CUPE 4600 – Bargaining process overview
The rules for bargaining are laid out by Ontario’s Ministry of Labour, Training and Skills Development, but here is a brief overview of the process that is followed by CUPE 4600:
What is bargaining?
A collective agreement (CA) is a written contract negotiated with the employer for employees by their Union that regulates the terms and conditions of employees at work. This includes regulating the wages, benefits, and duties of the employees and the duties and responsibilities of the employer. Collective agreements can last 1, 2, 3 or more years, but when they expire, both parties negotiate a new agreement, usually building on the previous agreement.
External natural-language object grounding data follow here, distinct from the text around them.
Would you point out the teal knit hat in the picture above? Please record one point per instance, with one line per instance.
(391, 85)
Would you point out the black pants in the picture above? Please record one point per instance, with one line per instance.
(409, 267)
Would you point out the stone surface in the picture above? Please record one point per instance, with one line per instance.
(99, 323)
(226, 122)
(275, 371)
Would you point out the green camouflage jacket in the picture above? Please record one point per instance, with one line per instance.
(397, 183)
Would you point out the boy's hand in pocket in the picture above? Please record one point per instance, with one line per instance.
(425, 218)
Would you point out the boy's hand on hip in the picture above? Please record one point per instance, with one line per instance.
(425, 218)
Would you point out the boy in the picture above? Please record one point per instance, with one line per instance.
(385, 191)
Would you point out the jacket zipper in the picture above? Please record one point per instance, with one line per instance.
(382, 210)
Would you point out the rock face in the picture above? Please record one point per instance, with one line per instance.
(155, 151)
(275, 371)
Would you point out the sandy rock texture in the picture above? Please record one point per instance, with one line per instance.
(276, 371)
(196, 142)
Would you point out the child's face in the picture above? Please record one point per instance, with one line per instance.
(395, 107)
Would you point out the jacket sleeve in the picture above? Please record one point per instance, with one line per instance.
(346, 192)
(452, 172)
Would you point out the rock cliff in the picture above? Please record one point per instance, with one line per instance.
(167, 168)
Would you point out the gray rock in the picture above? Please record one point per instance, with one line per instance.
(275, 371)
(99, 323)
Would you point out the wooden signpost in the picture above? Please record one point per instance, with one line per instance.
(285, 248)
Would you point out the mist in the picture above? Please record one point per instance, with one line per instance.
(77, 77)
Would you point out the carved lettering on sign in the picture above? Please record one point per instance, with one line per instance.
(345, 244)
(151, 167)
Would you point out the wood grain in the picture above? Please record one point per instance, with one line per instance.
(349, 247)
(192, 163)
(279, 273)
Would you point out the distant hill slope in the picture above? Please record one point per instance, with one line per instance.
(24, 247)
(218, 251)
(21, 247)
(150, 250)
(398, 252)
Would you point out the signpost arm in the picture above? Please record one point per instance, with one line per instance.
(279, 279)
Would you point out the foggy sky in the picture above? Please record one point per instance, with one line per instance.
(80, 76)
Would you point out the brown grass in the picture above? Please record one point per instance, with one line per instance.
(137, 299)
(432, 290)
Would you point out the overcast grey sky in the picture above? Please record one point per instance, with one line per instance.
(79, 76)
Unions develop their bargaining proposals with the input of their Members and on behalf of the interests of the entire bargaining unit (or the workers covered by a specific collective agreement).
CUPE 4600’s Bargaining Teams are made up of both Executive Board members and elected Rank and File members.
What happens if the two parties can’t agree?
If the union and the employer can’t agree on the terms of a new agreement, either side can apply to the Ministry of Labour for conciliation. The Ministry then appoints a conciliation officer who will join the Union and the employer in their negotiations.
The conciliation officer’s goal is to help both parties conclude a collective agreement. The conciliation officer tries to help both parties resolve their differences so they can reach a deal.
Is conciliation binding on the parties?
No, unlike interest arbitration, conciliation is not binding on either party.
What are the possible outcomes of conciliation?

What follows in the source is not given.